The Prairie Spy

Alan “Lindy” Linda

  People tying their shoelaces wrong forces me to rewrite a column that I’ve already done but cannot find. (Google Drive has without doubt the worst search engine ever!)  I can’t find it. So I’ll do one again.

I don’t know how I learned to tie my shoes The Correct Way, but I did. Yes. The Correct Way. Most people don’t realize that there is A Better Way, as opposed to A Way that allows them to come untied over and over. 

Was it dad who taught me? He was left handed and would have perhaps taught me while facing me, which confirms that he probably tied his wrong. Which would explain why he never untied his laces. Instead, he unlooped them from his farm shoe hooks, still tied.

What precipitated all this angst regarding shoe tying was watching S., who stopped while we were walking,  to retie her shoes, which had come undone. She does this a lot, but for some reason this time, I stopped and bent down to see her do it.

And sure enough, they were coming undone because of her method.

So, I asked her, where did you learn to tie your shoes like that? (I was being careful here. One has to tread delicately when a situation with the opposite sex could produce you yourself regretting trying to be helpful. I may not know how women think, exactly, but I know at this point in my life that I know I don’t know what I know I don’t know.

Learning that comes at the top of the list of stuff that I don’t know. The older I get, the longer the list grows. Meanwhile, she’s down on one knee, retying a shoelace the wrong way. No, I didn’t point that out by saying: “You know that’s wrong, don’t you?”

Shoe laces aren’t that long, but nonetheless, I don’t want to be the victim of the very first strangulation by shoe lace in history. Or even the victim of an attempted laceangulation.

In answer to my question, she said that she remembered in kindergarten that they had a wooden shoe, which everyone learned on. (Learned wrong on, I wanted to point out, but I stifled it.)

If your shoe laces lie on your shoes up and down, you’re tying them wrong, unless you’re tying them that way so you get to retie them a lot when gravity pulls on the bottom loop and unties them.

Your shoe laces should point left and right, or as S. put it, your lace “rabbit ears” should look like rabbit ears, one on each side, not one down and one up.’

She explained how she was taught: “Okay, first you put the left lace over the right lace, and pull the end of the left one under and toward you.”

Nope. Hold it. Right there. Uh uh. Right from the beginning, that’s wrong. Well, not wrong, exactly, I told her, quickly realizing that the word “wrong” here is, well, wrong.

Doing it that way, I told her, will likely result in you stopping and retying over and over again. I said: Right over left, trade hands, pull the one you put over under, because, I went on, over not under will result in under not over not under, you see?

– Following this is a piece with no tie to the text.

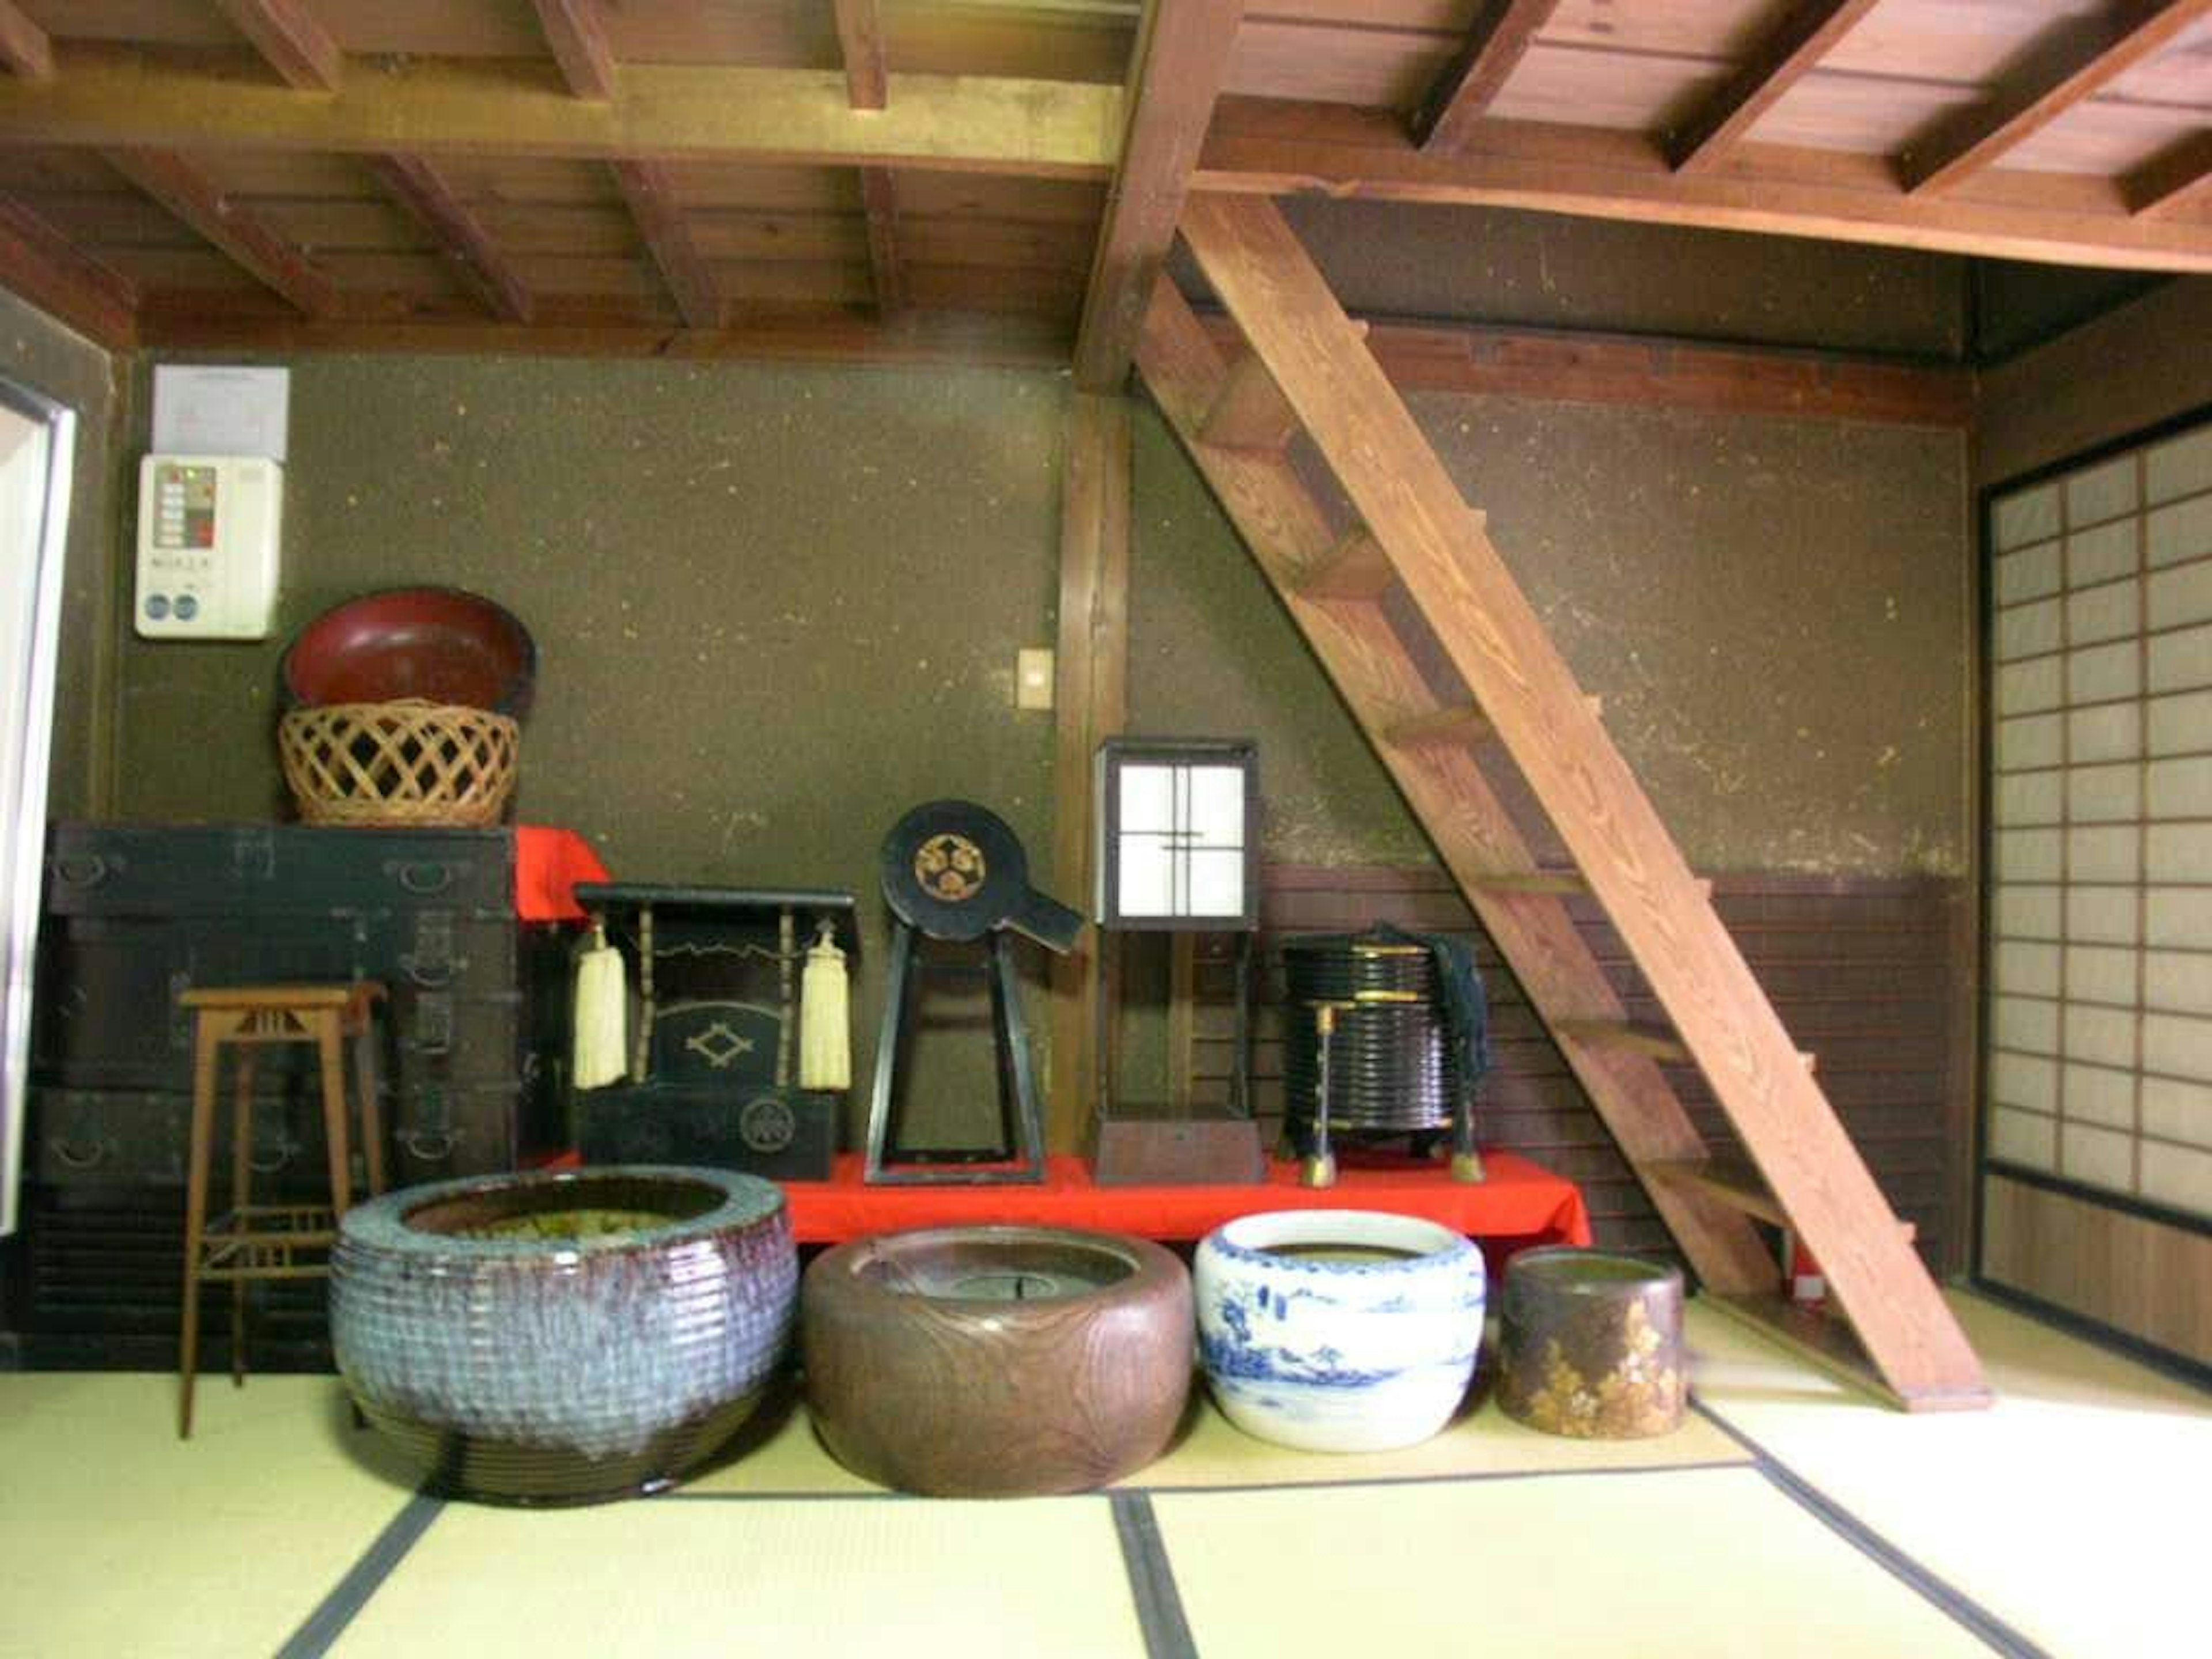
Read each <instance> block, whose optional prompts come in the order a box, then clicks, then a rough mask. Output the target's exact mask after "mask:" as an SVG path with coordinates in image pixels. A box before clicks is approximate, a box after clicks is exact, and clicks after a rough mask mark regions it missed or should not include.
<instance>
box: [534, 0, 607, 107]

Let’s stop there. Only with words can I tell you how to spot a weak tie for your laces, when you see them lying up and down. Words alone won’t tell you the right way.

When S.’s teacher taught them on that wooden shoe, someone should have pointed out to her the error of her ways. Had that teacher been a man, it would have been a simple process of saying to him: You’re teaching that wrong.

Since teachers are hard to find, a principal would be the last one to worry about how many generations of kids came through that school ending up tying their shoes over and over.

Tick off a woman teacher? Uh uh.

Besides. Kids now? They have Velcro fasteners. 

A generation of teachers can now concern themselves with more important things, like teaching cursive to generations of students who will never see it.

Velcro and printing. Shoe laces and cursive.